Junyu Zhang, Alec Koppel, Amrit Singh Bedi, Csaba Szepesvari, Mengdi Wang

Abstract

In recent years, reinforcement learning systems with general goals beyond a cumulative sum of rewards have gained traction, such as in constrained problems, exploration, and acting upon prior experiences. In this paper, we consider policy optimization in Markov Decision Problems, where the objective is a general utility function of the state-action occupancy measure, which subsumes several of the aforementioned examples as special cases.
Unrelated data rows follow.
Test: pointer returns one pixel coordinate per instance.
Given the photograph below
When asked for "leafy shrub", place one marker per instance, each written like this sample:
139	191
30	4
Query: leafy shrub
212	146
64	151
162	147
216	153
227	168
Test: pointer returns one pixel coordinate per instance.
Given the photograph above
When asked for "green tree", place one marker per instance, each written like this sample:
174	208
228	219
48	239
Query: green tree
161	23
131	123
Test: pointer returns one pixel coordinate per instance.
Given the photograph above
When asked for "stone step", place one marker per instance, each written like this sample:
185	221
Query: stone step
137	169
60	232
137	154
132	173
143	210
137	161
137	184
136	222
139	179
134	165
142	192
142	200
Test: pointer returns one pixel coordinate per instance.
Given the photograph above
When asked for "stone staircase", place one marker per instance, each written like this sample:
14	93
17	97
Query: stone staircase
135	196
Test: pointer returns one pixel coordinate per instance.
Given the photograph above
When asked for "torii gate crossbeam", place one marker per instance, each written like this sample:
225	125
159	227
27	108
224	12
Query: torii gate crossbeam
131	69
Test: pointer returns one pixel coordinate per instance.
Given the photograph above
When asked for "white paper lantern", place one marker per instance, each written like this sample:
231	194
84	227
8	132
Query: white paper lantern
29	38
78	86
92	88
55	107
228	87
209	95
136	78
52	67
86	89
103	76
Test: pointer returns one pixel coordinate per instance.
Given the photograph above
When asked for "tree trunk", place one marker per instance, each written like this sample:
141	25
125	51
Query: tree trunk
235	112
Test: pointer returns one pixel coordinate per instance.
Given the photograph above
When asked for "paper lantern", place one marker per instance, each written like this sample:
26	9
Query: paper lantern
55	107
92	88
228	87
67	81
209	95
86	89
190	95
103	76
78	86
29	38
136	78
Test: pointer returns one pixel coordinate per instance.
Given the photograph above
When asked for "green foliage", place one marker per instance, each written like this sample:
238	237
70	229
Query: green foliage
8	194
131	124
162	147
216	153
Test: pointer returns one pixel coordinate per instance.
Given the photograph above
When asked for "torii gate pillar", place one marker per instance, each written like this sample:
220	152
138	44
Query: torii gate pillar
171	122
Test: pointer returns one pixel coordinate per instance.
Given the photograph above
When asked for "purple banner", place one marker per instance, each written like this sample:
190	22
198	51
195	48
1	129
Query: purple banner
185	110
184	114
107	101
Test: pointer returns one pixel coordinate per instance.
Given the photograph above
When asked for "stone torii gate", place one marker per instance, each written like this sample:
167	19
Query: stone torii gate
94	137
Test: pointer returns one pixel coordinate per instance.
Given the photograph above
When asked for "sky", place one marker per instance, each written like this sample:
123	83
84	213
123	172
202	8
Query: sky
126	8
Such generality invalidates the Bellman equation. As this means that dynamic programming no longer works, we focus on direct policy search. Analogously to the Policy Gradient Theorem \cite{sutton2000policy} available for RL with cumulative rewards, we derive a new Variational Policy Gradient Theorem for RL with general utilities, which establishes that the gradient may be obtained as the solution of a stochastic saddle point problem involving the Fenchel dual of the utility function. We develop a variational Monte Carlo gradient estimation algorithm to compute the policy gradient based on sample paths. Further, we prove that the variational policy gradient scheme converges globally to the optimal policy for the general objective, and we also establish its rate of convergence that matches or improves the convergence rate available in the case of RL with cumulative rewards.